There was also this:

Based on recent experience, we fully expect a significant disinformation campaign over the coming days by those who have aligned themselves with the Assad regime,” said Mattis, adding that White and Lieutenant General Kenneth F. McKenzie would speak “in effort to maintain transparency and accuracy.”

But perhaps that article got it wrong? Could you give a link that shows your statement about what said is accurate?

April 14, 2018 | Unregistered CommenterJoshua

Ecoute -

Sorry. Let me try reposting with the opening quotation marks his time.

"As Secretary Mattis said last night, the Russian disinformation campaign has already begun,” Pentagon spokeswoman Dana White said in a press conference. “There has been a 2,000 percent increase in Russian trolls in the last 24 hours. Therefore, we will keep you all abreast of the facts moving forward.”

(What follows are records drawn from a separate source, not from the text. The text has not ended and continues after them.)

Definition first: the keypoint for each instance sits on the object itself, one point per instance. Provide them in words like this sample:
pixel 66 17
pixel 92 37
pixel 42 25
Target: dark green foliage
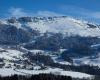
pixel 65 57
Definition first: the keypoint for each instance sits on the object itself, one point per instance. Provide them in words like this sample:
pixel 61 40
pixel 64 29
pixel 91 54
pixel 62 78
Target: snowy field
pixel 56 71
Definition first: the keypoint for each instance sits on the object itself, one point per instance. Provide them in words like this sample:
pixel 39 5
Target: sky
pixel 82 9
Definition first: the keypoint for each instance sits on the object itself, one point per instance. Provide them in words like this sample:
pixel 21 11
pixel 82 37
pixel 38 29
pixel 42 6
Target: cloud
pixel 48 13
pixel 17 12
pixel 68 9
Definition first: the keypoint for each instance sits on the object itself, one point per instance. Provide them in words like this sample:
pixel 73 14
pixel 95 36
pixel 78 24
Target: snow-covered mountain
pixel 63 24
pixel 43 43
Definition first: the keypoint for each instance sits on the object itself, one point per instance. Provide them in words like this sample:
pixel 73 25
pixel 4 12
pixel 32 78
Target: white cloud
pixel 17 12
pixel 80 11
pixel 48 13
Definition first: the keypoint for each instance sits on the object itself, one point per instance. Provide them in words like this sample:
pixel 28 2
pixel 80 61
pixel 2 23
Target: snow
pixel 87 60
pixel 56 71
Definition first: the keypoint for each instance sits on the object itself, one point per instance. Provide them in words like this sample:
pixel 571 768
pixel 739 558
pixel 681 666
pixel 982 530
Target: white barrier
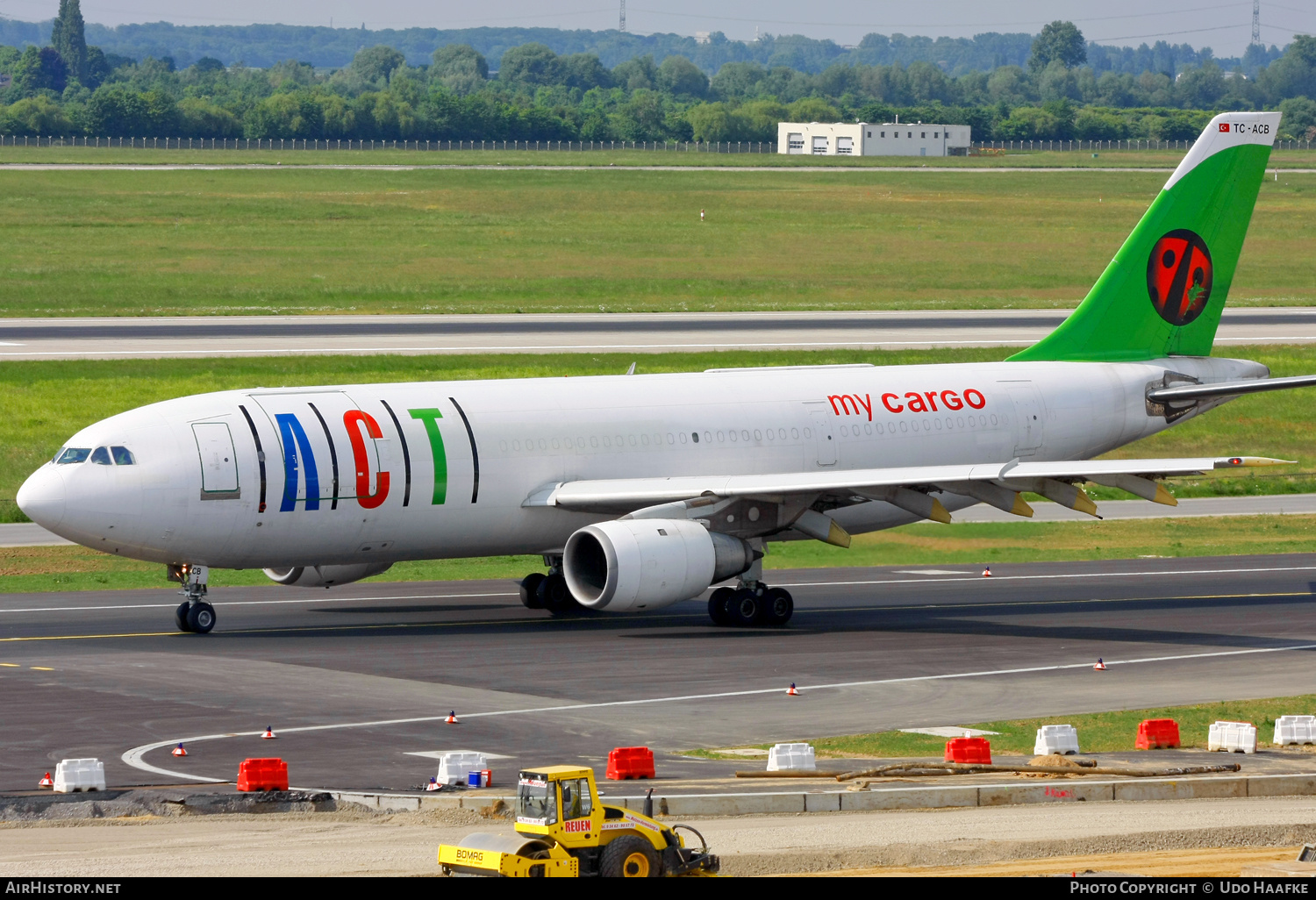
pixel 1295 729
pixel 79 775
pixel 1055 739
pixel 791 755
pixel 1234 737
pixel 454 766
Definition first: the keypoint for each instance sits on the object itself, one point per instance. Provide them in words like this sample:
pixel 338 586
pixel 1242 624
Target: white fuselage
pixel 405 454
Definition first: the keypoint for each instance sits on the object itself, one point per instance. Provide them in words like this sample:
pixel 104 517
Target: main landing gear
pixel 750 603
pixel 540 591
pixel 194 613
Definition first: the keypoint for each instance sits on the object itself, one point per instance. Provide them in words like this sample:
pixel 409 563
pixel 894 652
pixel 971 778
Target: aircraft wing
pixel 911 489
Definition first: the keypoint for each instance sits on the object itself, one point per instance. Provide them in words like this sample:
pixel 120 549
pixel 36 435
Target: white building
pixel 869 139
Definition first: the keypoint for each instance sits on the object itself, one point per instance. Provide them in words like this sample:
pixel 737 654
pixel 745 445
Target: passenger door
pixel 218 461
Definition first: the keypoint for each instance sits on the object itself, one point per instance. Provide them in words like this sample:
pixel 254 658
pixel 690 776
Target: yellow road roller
pixel 563 831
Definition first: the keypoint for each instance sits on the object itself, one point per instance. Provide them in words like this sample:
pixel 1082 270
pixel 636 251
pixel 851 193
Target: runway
pixel 245 336
pixel 357 681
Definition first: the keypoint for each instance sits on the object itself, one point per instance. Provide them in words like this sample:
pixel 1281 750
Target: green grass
pixel 461 241
pixel 595 158
pixel 1097 732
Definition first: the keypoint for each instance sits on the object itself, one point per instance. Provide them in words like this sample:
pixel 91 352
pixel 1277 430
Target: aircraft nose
pixel 42 497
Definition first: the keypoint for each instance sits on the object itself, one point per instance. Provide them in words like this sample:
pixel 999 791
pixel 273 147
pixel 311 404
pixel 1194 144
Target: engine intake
pixel 645 563
pixel 324 575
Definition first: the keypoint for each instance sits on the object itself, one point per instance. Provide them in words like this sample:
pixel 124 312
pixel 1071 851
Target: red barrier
pixel 970 750
pixel 263 775
pixel 631 762
pixel 1157 733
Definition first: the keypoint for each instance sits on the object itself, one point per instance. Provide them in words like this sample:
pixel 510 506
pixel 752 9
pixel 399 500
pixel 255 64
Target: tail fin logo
pixel 1179 276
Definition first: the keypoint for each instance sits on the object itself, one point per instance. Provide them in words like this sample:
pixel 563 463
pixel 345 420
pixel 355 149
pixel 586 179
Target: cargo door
pixel 824 439
pixel 218 461
pixel 1029 418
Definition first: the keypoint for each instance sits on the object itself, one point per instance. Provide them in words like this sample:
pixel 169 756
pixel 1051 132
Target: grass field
pixel 671 157
pixel 42 403
pixel 1097 732
pixel 260 241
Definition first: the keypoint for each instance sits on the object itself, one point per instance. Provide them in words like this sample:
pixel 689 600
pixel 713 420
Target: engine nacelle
pixel 325 575
pixel 645 563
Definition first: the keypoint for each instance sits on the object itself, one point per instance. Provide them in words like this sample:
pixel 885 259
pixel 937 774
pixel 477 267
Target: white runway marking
pixel 1029 578
pixel 134 755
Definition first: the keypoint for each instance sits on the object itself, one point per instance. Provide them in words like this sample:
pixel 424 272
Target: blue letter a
pixel 295 437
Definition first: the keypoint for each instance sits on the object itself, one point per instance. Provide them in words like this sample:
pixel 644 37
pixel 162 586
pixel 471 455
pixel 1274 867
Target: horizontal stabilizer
pixel 1186 392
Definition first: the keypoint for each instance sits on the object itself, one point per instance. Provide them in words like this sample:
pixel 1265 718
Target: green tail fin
pixel 1165 289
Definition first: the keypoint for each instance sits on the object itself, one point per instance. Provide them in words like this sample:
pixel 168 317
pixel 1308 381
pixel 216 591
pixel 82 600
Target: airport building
pixel 869 139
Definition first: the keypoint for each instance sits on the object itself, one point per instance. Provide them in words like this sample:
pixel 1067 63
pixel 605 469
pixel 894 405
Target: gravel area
pixel 354 841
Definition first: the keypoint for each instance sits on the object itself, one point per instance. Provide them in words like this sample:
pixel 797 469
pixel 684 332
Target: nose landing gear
pixel 194 615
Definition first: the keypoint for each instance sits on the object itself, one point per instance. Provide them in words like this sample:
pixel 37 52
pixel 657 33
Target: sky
pixel 1224 26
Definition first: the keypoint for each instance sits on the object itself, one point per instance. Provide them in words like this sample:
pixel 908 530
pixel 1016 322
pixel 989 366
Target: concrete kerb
pixel 903 796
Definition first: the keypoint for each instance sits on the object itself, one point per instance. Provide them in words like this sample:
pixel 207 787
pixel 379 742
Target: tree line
pixel 70 87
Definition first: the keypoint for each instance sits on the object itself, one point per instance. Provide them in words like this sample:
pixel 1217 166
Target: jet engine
pixel 325 575
pixel 645 563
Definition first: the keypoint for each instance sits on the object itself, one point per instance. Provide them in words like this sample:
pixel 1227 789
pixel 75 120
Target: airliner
pixel 642 491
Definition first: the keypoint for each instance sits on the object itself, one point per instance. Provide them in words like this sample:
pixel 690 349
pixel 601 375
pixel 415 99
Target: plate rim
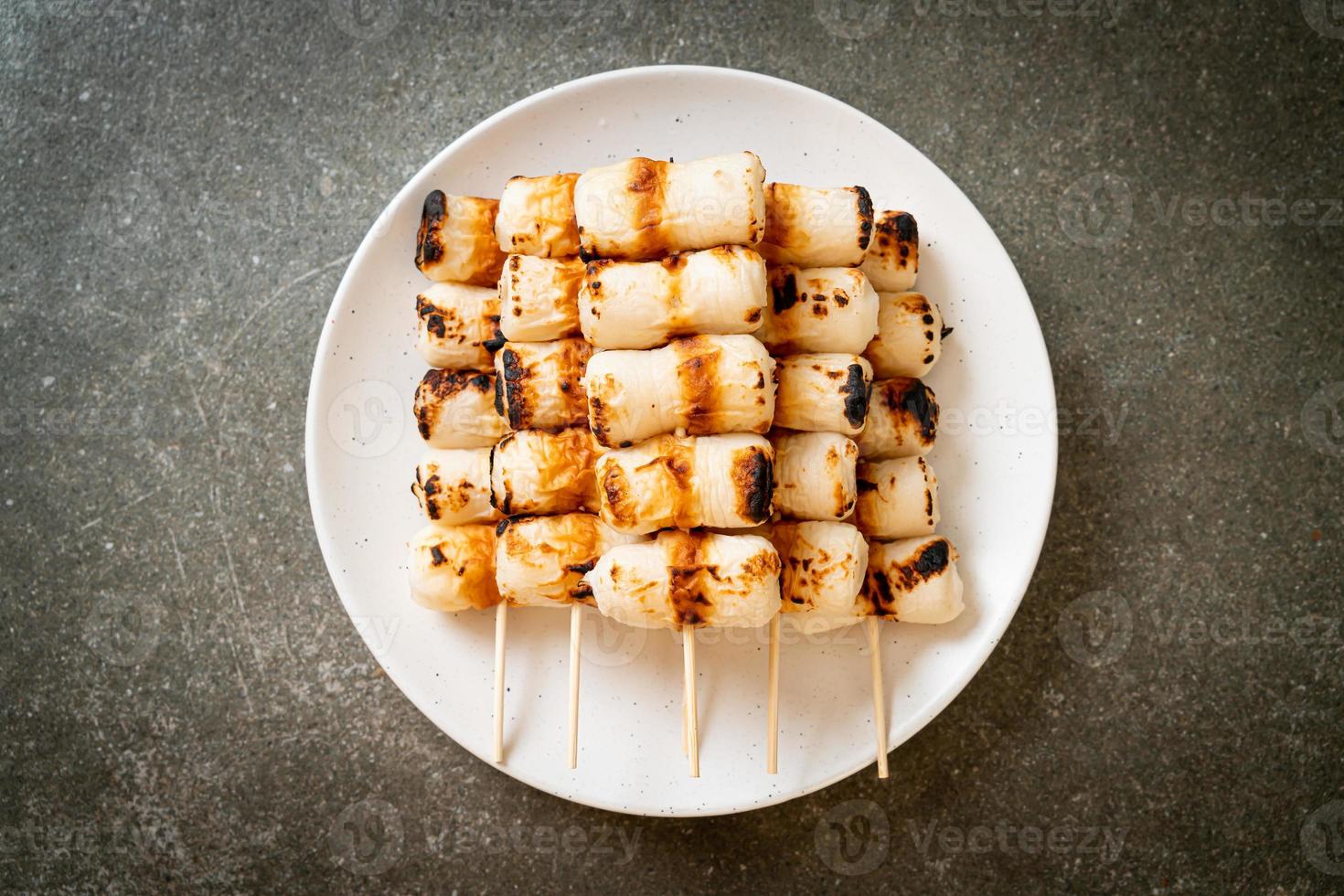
pixel 312 427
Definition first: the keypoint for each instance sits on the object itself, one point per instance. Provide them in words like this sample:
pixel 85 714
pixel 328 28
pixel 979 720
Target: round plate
pixel 995 461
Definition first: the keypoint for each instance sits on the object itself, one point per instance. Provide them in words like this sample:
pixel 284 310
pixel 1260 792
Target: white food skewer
pixel 772 756
pixel 500 632
pixel 880 695
pixel 575 635
pixel 691 713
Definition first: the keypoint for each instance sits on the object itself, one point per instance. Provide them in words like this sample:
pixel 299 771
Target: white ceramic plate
pixel 995 461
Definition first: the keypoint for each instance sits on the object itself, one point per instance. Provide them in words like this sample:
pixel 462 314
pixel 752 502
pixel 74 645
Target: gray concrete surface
pixel 187 707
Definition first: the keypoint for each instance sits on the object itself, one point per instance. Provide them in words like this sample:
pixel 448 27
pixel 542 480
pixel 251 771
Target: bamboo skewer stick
pixel 575 637
pixel 880 699
pixel 772 756
pixel 691 716
pixel 500 632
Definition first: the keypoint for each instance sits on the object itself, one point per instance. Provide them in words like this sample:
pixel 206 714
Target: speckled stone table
pixel 186 706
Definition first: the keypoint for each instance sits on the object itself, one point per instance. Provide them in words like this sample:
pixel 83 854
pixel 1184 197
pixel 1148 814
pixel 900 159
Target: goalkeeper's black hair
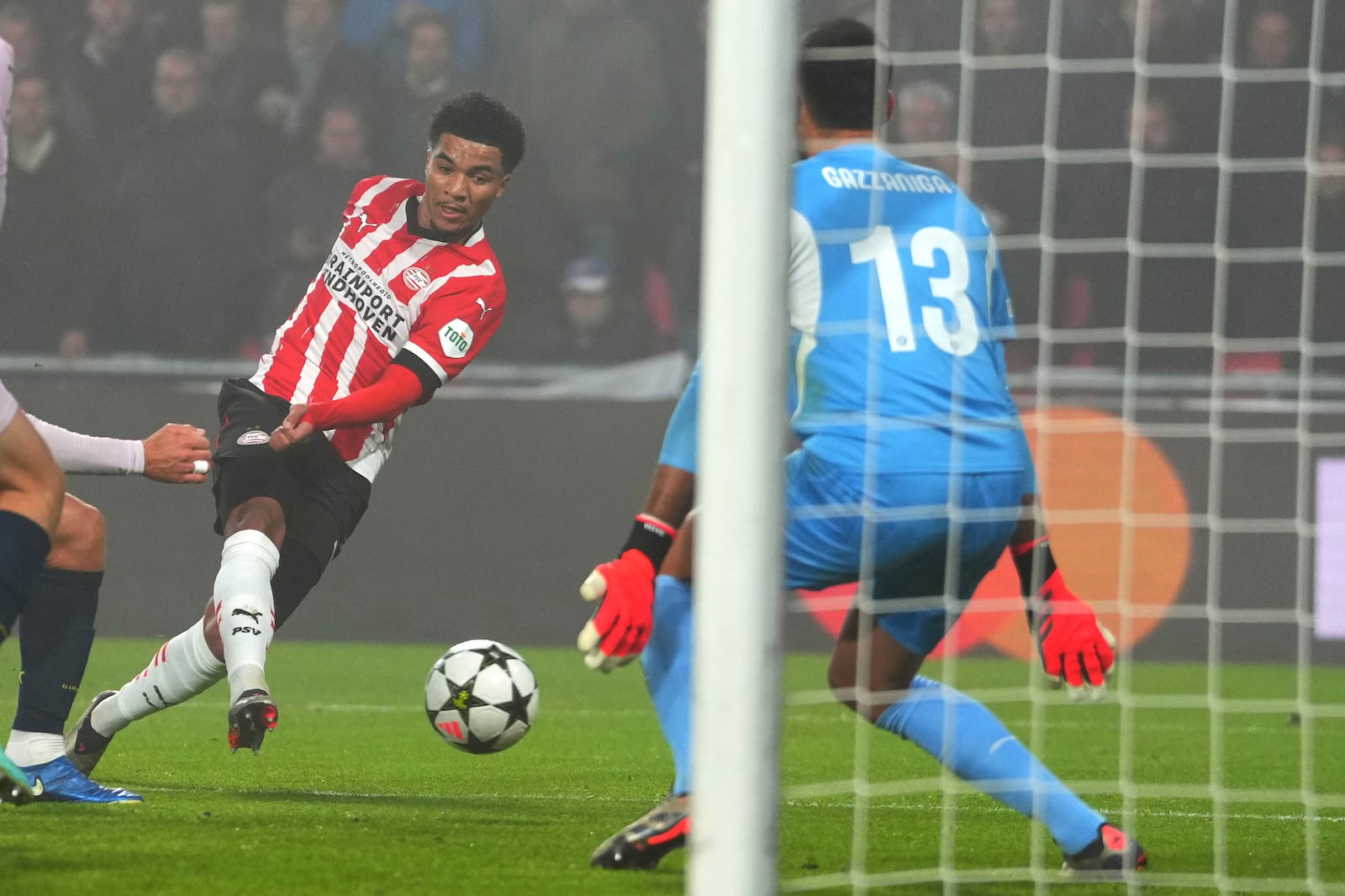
pixel 481 119
pixel 845 93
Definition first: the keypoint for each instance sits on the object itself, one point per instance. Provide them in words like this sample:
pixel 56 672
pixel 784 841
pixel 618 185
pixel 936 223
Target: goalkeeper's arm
pixel 625 587
pixel 1075 649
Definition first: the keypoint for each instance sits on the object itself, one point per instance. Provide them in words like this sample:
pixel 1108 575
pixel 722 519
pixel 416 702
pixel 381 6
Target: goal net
pixel 1167 185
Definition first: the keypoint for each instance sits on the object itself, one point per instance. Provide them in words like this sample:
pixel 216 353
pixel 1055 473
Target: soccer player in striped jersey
pixel 898 307
pixel 409 293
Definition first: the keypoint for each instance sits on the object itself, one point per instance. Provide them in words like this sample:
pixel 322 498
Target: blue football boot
pixel 61 782
pixel 15 788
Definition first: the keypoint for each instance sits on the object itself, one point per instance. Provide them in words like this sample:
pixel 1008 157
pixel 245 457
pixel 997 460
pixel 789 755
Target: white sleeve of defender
pixel 98 455
pixel 6 91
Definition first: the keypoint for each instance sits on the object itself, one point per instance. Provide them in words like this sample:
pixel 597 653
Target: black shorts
pixel 320 495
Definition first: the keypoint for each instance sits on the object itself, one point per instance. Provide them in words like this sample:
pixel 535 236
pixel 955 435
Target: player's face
pixel 462 181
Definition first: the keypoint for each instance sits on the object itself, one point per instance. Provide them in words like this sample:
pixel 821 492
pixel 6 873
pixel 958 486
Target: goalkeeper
pixel 900 403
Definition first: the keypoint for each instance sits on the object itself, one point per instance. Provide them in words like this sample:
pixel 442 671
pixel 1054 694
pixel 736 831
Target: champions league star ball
pixel 481 696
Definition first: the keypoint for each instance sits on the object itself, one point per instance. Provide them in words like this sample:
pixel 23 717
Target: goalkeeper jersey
pixel 898 308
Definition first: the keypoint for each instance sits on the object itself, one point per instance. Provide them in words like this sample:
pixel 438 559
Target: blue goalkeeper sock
pixel 55 643
pixel 981 751
pixel 667 672
pixel 24 551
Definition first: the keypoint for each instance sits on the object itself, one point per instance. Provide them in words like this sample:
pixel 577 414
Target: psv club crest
pixel 416 279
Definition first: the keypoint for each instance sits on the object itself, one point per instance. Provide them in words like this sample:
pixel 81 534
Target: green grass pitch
pixel 356 794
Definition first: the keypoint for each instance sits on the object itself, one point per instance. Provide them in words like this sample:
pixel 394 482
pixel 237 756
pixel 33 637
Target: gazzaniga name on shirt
pixel 356 286
pixel 861 179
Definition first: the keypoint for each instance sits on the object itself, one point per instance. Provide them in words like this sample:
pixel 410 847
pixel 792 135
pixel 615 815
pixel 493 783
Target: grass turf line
pixel 354 791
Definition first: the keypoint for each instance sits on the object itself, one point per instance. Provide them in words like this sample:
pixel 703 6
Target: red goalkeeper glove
pixel 620 626
pixel 1075 649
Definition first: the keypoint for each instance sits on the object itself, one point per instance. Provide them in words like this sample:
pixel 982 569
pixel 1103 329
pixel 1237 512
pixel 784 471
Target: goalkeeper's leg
pixel 968 741
pixel 667 672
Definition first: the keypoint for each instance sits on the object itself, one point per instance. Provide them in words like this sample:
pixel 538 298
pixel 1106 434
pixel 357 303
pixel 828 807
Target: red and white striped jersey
pixel 383 289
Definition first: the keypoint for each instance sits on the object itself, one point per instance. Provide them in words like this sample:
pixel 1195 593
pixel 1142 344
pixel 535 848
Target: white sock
pixel 245 609
pixel 181 669
pixel 34 747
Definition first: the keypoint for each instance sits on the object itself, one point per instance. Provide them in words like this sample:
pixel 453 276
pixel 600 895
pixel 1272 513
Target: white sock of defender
pixel 245 609
pixel 34 747
pixel 182 669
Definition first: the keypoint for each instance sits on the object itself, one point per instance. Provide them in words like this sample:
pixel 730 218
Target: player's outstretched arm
pixel 1075 649
pixel 625 587
pixel 177 454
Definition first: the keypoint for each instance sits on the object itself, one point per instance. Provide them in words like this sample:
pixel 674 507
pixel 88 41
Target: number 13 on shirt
pixel 927 244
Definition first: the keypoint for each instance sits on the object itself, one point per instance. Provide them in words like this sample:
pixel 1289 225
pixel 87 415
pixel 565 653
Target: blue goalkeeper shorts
pixel 908 540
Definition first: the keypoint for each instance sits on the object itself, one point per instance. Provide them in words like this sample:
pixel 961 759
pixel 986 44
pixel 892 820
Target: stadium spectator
pixel 299 78
pixel 304 208
pixel 927 125
pixel 417 91
pixel 49 300
pixel 588 67
pixel 186 226
pixel 31 54
pixel 1270 118
pixel 109 67
pixel 382 29
pixel 230 60
pixel 593 322
pixel 1329 277
pixel 19 29
pixel 1001 113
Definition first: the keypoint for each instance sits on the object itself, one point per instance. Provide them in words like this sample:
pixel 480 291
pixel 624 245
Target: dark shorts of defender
pixel 322 497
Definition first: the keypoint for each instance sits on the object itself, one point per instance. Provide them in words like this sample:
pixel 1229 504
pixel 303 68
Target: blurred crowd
pixel 179 167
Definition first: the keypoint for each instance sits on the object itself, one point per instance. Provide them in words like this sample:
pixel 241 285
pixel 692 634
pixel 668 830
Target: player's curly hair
pixel 844 92
pixel 481 119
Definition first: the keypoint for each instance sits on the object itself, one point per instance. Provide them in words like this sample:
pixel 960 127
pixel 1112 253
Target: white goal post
pixel 736 716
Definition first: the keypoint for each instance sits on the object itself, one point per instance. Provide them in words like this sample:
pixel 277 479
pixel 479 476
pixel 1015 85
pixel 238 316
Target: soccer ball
pixel 481 696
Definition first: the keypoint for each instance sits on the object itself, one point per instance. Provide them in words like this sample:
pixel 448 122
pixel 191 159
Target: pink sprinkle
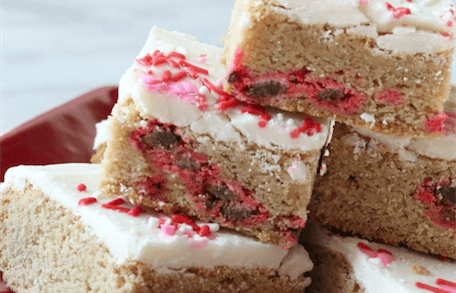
pixel 367 250
pixel 445 283
pixel 173 63
pixel 204 231
pixel 444 259
pixel 186 91
pixel 435 123
pixel 196 68
pixel 115 208
pixel 430 288
pixel 390 97
pixel 81 187
pixel 116 202
pixel 168 230
pixel 166 76
pixel 87 201
pixel 136 211
pixel 160 61
pixel 178 76
pixel 178 219
pixel 448 289
pixel 177 55
pixel 397 12
pixel 202 58
pixel 385 258
pixel 225 105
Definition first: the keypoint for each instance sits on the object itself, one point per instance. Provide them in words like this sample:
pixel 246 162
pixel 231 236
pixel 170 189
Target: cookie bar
pixel 353 265
pixel 74 239
pixel 396 189
pixel 178 142
pixel 372 64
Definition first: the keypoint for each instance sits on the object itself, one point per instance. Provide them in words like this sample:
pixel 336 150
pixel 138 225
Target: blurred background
pixel 53 50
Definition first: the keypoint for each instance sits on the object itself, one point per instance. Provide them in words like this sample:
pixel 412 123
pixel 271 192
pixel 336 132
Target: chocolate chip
pixel 265 89
pixel 235 214
pixel 188 164
pixel 446 193
pixel 163 139
pixel 330 95
pixel 233 77
pixel 221 192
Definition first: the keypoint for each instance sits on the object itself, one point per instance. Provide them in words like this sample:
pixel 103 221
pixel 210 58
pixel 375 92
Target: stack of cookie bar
pixel 208 168
pixel 382 71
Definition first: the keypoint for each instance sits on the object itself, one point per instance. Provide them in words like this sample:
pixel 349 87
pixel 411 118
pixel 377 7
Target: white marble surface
pixel 53 50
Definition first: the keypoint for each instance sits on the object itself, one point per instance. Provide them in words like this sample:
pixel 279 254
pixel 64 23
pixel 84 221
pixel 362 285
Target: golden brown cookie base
pixel 51 250
pixel 369 190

http://www.newsweek.com/russian-trolls-increased-2000-percent-after-syria-attack-pentagon-says-886248

There was also this:

"Based on recent experience, we fully expect a significant disinformation campaign over the coming days by those who have aligned themselves with the Assad regime,” said Mattis, adding that White and Lieutenant General Kenneth F. McKenzie would speak “in effort to maintain transparency and accuracy.”

But perhaps that article got it wrong? Could you give a link that shows your statement about what said is accurate?

April 14, 2018 | Unregistered CommenterJoshua

Is reading comprehension a lost art? Re-posting from above:
>>>>>>>>>>>>>>>>>>>>>>>>>>>>

Anyone who disagrees with fat black civilian Pentagon spokeswoman Ms White is a Russian troll - tho woman is too stupid to even keep her lines straight. She attributes to SecDef gen. Mattis the claim "we have seen a 2,000% increase in Russian trolls in the last 24 hours". Gen. Mattis NEVER said that. Last minute on this video:
https://www.defense.gov/Videos/videoid/594372/

<<<<<<<<<<<<<<<<<<<<<<<<<<<<<<<<<<<<<<<<<<<<<<<<

April 14, 2018 | Unregistered CommenterEcoute Sauvage

Ecoute -

Asidw from the fact that this is probably the most irrelevant issue, ever, related to chemical weapons and American bombing attacks...


Did you actually listen? You're wrong. She did not attribute the statement to Mattis that you said she attributed to him. The quote from the article I linked was correct

And btw, I see that you've dropped the transparent pretense of ignoring me. What caused you to do so?

April 14, 2018 | Unregistered CommenterJoshua

In suburban Cook County (Illinois Third Congressional District) 20,233 humans (not bots) voted in the Republican primary for Art Jones to register their protest against the endless Middle East wars - top item in his platform:

"""""""""""""""""""""""""""""""""""""""""""""""
BRING OUR TROOPS HOME NOW!

Our troops are sinking deeper into the abyss of unending wars in the Middle East. It’s time to end these wars that are so costly in lives lost and money wasted.

http://artjonesforcongressman.com/issues-congress-2016/#0
"""""""""""""""""""""""""""""""""""""""""""""""""""""""""""""""""""""""""""
The District has been gerrymandered over decades to be safely Democratic, so Jones isn't likely to win in the general election in November, but the protest vote is worth watching all the same, especially if some major disaster befalls us after this insane Syria attack. The Chicago Tribune, clearly panicked at the number of Jones voters, send reporters to interview some of them - did they know Jones had joined the Nazi march in Skokie? Most did, but figured first things first, second things never. Watch this space.